Bei DYRK ist bekannt, dass DYRK1A eine wichtige Rolle bei der Förderung der neuronalen Differenzierung im sich entwickelnden Großhirnrinde spielt. Es gibt jedoch nur wenige Berichte über das spatiotemporale Expressionsmuster und die Funktion von DYRK2 in der Entwicklung von Säugetieren. Hier versuchen wir, die Beweise für DYRK2 in der Entwicklung und Zell-Differenzierung mehrerer Arten zusammenzufassen. Obwohl die Dyrk2-ineffektive Fliege homozygot ist und keinen sichtbaren Phänotyp aufweist, zeigt der Mutant einen molekularen Mechanismus der Schädigung sowohl im olfaktorischen Verhalten (Reaktion auf Abneigung gegen Gerüche) als auch im visuellen System (Lichttransduktionsaktivität). DYRK2 reduziert das Sehen, und die olfaktorischen Reaktionen bleiben unklar. Diese Analyse auf Knockout-Basis deutet jedoch darauf hin, dass DYRK2 sicherlich an der Gewebeentwicklung beteiligt ist.

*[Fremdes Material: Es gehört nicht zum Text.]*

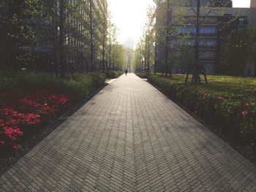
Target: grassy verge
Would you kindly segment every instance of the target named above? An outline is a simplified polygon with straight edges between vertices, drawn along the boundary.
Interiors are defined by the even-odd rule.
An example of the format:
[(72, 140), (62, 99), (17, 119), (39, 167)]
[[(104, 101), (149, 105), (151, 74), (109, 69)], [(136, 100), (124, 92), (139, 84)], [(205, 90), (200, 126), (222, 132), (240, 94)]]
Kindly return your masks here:
[(213, 123), (237, 147), (244, 145), (255, 154), (255, 79), (209, 76), (208, 84), (185, 85), (184, 75), (163, 78), (156, 74), (147, 78), (165, 94)]

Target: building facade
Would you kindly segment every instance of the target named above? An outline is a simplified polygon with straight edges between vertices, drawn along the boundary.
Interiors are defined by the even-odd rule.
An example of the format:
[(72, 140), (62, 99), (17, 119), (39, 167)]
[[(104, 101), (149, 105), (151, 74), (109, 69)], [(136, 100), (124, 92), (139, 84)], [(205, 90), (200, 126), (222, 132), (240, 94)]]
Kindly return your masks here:
[[(193, 64), (195, 58), (195, 45), (196, 35), (196, 15), (193, 6), (195, 6), (195, 1), (181, 1), (184, 2), (192, 2), (182, 7), (186, 10), (185, 14), (178, 17), (176, 13), (179, 8), (171, 5), (171, 16), (170, 26), (166, 28), (166, 12), (163, 11), (163, 7), (166, 7), (167, 2), (164, 1), (162, 5), (157, 8), (157, 34), (162, 33), (162, 28), (170, 31), (170, 59), (173, 62), (171, 70), (175, 72), (184, 71), (187, 69), (187, 66), (173, 65), (173, 58), (181, 54), (181, 51), (187, 52), (187, 58), (190, 61), (184, 62)], [(244, 28), (248, 26), (256, 26), (256, 9), (255, 8), (233, 8), (231, 1), (201, 1), (203, 6), (200, 9), (200, 64), (205, 66), (206, 72), (209, 74), (218, 73), (217, 66), (220, 60), (220, 47), (222, 37), (228, 35), (231, 31), (238, 28)], [(158, 15), (157, 15), (158, 12)], [(162, 13), (164, 14), (162, 15)], [(162, 35), (160, 35), (162, 37)], [(162, 72), (164, 70), (164, 63), (161, 61), (165, 55), (163, 43), (161, 38), (157, 39), (157, 72)], [(166, 39), (165, 40), (166, 41)], [(165, 46), (166, 47), (166, 46)], [(190, 47), (190, 51), (188, 51)], [(166, 47), (165, 47), (166, 48)], [(189, 63), (190, 62), (190, 63)], [(252, 66), (249, 66), (252, 67)], [(255, 71), (252, 69), (252, 71)]]
[[(19, 14), (22, 11), (22, 6), (12, 4), (11, 1), (4, 0), (4, 4), (0, 5), (0, 16), (3, 18), (11, 18), (12, 14)], [(19, 1), (21, 4), (23, 1)], [(73, 0), (67, 1), (67, 4), (63, 5), (64, 9), (64, 18), (60, 15), (61, 1), (42, 1), (42, 9), (46, 11), (50, 10), (49, 12), (45, 12), (46, 17), (37, 18), (34, 22), (34, 18), (26, 18), (24, 23), (30, 25), (29, 27), (33, 28), (34, 32), (38, 36), (37, 45), (33, 45), (31, 42), (28, 45), (17, 45), (17, 39), (12, 39), (10, 43), (7, 42), (0, 42), (0, 57), (1, 61), (3, 55), (9, 55), (9, 58), (4, 61), (4, 69), (20, 70), (20, 69), (27, 69), (31, 70), (39, 70), (45, 72), (53, 72), (59, 70), (54, 68), (59, 68), (59, 64), (57, 64), (59, 55), (58, 55), (58, 49), (59, 49), (60, 40), (60, 28), (61, 20), (64, 28), (64, 37), (62, 39), (64, 46), (65, 62), (67, 62), (67, 70), (70, 72), (86, 72), (90, 70), (90, 64), (91, 63), (91, 47), (93, 46), (93, 50), (95, 52), (94, 55), (97, 55), (98, 52), (101, 52), (102, 47), (96, 50), (96, 45), (99, 40), (100, 33), (106, 30), (95, 30), (97, 26), (102, 28), (100, 23), (104, 19), (107, 18), (108, 4), (106, 0)], [(15, 2), (16, 4), (16, 2)], [(18, 10), (17, 7), (20, 7), (20, 10)], [(26, 8), (26, 7), (25, 7)], [(40, 20), (38, 22), (38, 20)], [(26, 23), (27, 22), (27, 23)], [(93, 26), (91, 26), (91, 23)], [(1, 39), (7, 39), (6, 34), (9, 34), (8, 30), (10, 26), (8, 23), (0, 23), (0, 30)], [(39, 28), (39, 30), (38, 30)], [(38, 31), (37, 31), (38, 30)], [(91, 30), (94, 30), (91, 33)], [(16, 31), (18, 33), (18, 31)], [(38, 32), (38, 33), (37, 33)], [(15, 34), (15, 31), (12, 31)], [(99, 33), (96, 34), (96, 33)], [(93, 39), (94, 43), (91, 44), (91, 39)], [(1, 40), (0, 40), (1, 41)], [(12, 45), (11, 47), (5, 49), (8, 53), (1, 54), (1, 47), (5, 47), (7, 45)], [(23, 45), (29, 47), (29, 50), (24, 50)], [(17, 59), (17, 58), (26, 53), (31, 53), (36, 55), (34, 59), (30, 64), (23, 62)], [(93, 59), (97, 60), (96, 57)], [(1, 65), (4, 65), (1, 62)]]

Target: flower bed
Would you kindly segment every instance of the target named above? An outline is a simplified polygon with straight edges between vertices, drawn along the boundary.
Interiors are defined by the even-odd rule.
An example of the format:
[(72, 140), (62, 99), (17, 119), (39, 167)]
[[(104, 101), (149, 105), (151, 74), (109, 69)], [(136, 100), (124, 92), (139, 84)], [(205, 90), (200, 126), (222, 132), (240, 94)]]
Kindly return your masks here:
[(236, 147), (244, 145), (255, 154), (256, 80), (210, 76), (208, 84), (185, 85), (184, 79), (184, 75), (148, 77), (167, 95), (214, 123)]
[(105, 81), (102, 73), (75, 74), (71, 80), (33, 72), (0, 72), (0, 152), (19, 149)]
[(19, 149), (24, 138), (69, 108), (75, 99), (49, 90), (0, 93), (0, 148)]

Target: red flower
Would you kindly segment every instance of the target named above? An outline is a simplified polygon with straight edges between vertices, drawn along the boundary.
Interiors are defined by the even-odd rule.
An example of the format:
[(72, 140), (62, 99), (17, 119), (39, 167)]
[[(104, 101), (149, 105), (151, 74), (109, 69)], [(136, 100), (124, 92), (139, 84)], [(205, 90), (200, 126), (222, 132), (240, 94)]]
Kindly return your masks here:
[(11, 127), (4, 128), (4, 134), (7, 138), (15, 141), (18, 137), (21, 137), (23, 134), (23, 132), (21, 131), (20, 128), (12, 128)]
[(21, 146), (20, 145), (12, 145), (12, 148), (14, 150), (19, 150), (21, 148)]
[(219, 100), (223, 100), (223, 96), (219, 96), (219, 97), (218, 97), (218, 99), (219, 99)]
[(248, 114), (248, 112), (247, 111), (242, 111), (241, 112), (241, 114), (243, 115), (243, 116), (246, 116), (247, 114)]
[(209, 96), (209, 94), (208, 93), (205, 93), (205, 98), (207, 98)]
[(5, 145), (5, 142), (3, 140), (0, 139), (0, 146), (4, 145)]

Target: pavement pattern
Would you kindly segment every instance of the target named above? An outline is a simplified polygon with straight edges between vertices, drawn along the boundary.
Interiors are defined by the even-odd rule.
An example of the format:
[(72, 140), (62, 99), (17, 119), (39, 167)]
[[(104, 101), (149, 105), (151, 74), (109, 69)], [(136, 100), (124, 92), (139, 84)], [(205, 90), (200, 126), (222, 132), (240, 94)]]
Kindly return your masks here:
[(256, 191), (256, 168), (134, 74), (0, 177), (0, 191)]

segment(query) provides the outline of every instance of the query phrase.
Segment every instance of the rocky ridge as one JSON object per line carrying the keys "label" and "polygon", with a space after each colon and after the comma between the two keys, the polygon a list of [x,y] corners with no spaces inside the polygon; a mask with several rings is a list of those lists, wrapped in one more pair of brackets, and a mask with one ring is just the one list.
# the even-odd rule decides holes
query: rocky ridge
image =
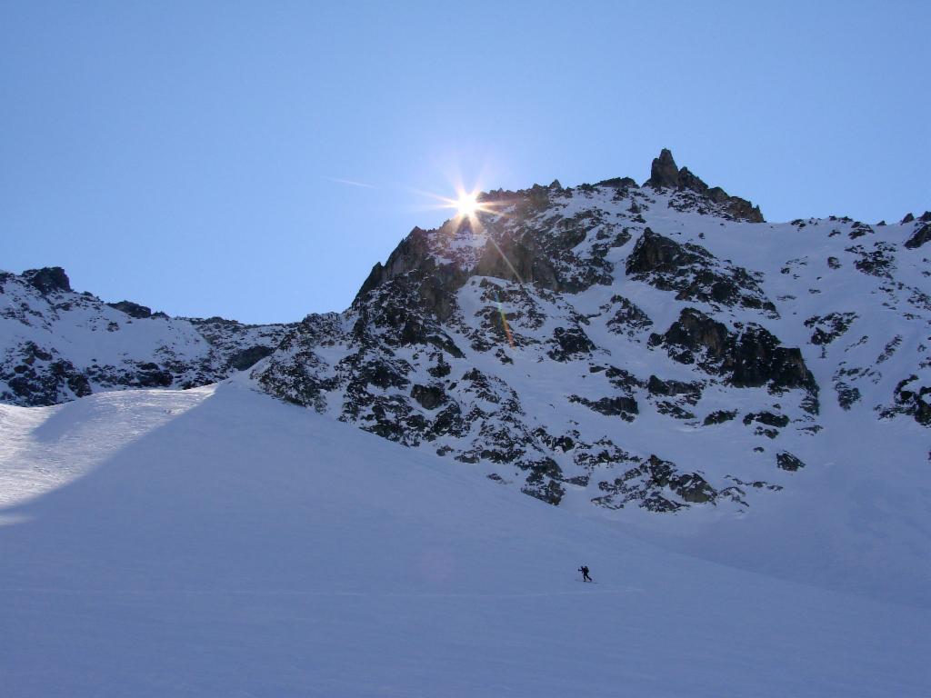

Reguliert den Zellzyklus als Promotor von GSK3

DYRK2 fungiert auch als Starterkinase für GSK3, eine Serin/Threonin-Kinase. In einem hierarchischen Phosphorylierungssystem kann die Effizienz der Phosphorylierung von GSK3-Substraten erheblich verbessert werden, indem die Phosphorylierung initiiert wird. Als Starterkinase kann DYRK2 c-Jun direkt an Ser24 und c-Myc an Ser62 phosphorylieren und somit den G1/S-Übergang zu onkogenen Transkriptionsfaktoren regulieren (Abbildung 2). Diese Phosphorylierungsstellen fördern die nachfolgende Phosphorylierung von GSK3. GSK3-phosphoryliertes c-Jun und c-Myc werden vom Skp1-Cullin-F-Box-Protein-Komplex (SCF), einem ubiquitinligase-vermittelten Abbausystem, erkannt und ubiquitiniert. Im SCF-System lösen zwei Phosphorylierungsstellen aus und verarbeiten Kinasen, die F-Box-Proteine (wie F-Box und Protein 7 (Fbw7), das die WD-40-Wiederholungsdomäne enthält) erkennen und durch das Ubiquitin-Proteasom-System ausgelöst werden. Der Proteinabbau ist entscheidend. Diese Beweise deuten darauf hin, dass DYRK2 den Zellzyklus reguliert, indem es die Erneuerung von Zielproteinen durch das Ubiquitin-Proteasom-Abbausystem reguliert.

Schlussfolgerungen

Unter Berücksichtigung von in vitro- und Xenotransplantationsstudien sowie der Herunterregulierung von DYRK2 in Tumorproben ist DYRK2 ein wichtiger Kandidat für die Tumorsuppression und könnte das Potenzial für neue Antikrebs-Gene haben. Ob DYRK2 jedoch insbesondere in Brusttumorzellen als Tumorsuppressorgen oder Onkogen fungiert, ist nach wie vor umstritten und bedarf weiterer Forschung. Im Gegensatz zu Tumorzellen ist wenig über die Funktion von DYRK2 in der Entwicklung von Säugetieren bekannt. Einige Beweise unterstützen jedoch, dass DYRK2 die Aktivierung und schnelle Degradation von Zielproteinen in mehreren Arten reguliert. Diese Beweise lassen vermuten, dass DYRK2 auch an der schnellen Differenzierung und dem Zytoskelettgewebe von Säugetieren beteiligt ist. Weitere in vivo-Studien sind erforderlich, wie die Identifizierung der spatiotemporalen Expressionsmuster von Dyrk2 und Methoden unter Verwendung von Knockout-Tieren, die neue Einblicke in die Mechanismen von DYRK2 in der Entwicklung von Säugetieren und dem Krebsfortschritt bieten werden.

Referenzen:

1. Becker W; et al. Sequence characteristics, subcellular localization, and substrate specificity of DYRK-related kinases, a novel family of dual specificity protein kinases. J Biol Chem. 1998, 273 (40): 25893–902.
2. Yoshida S; et al. Multiple functions of DYRK2 in cancer and tissue development. FEBS Letters. 2019.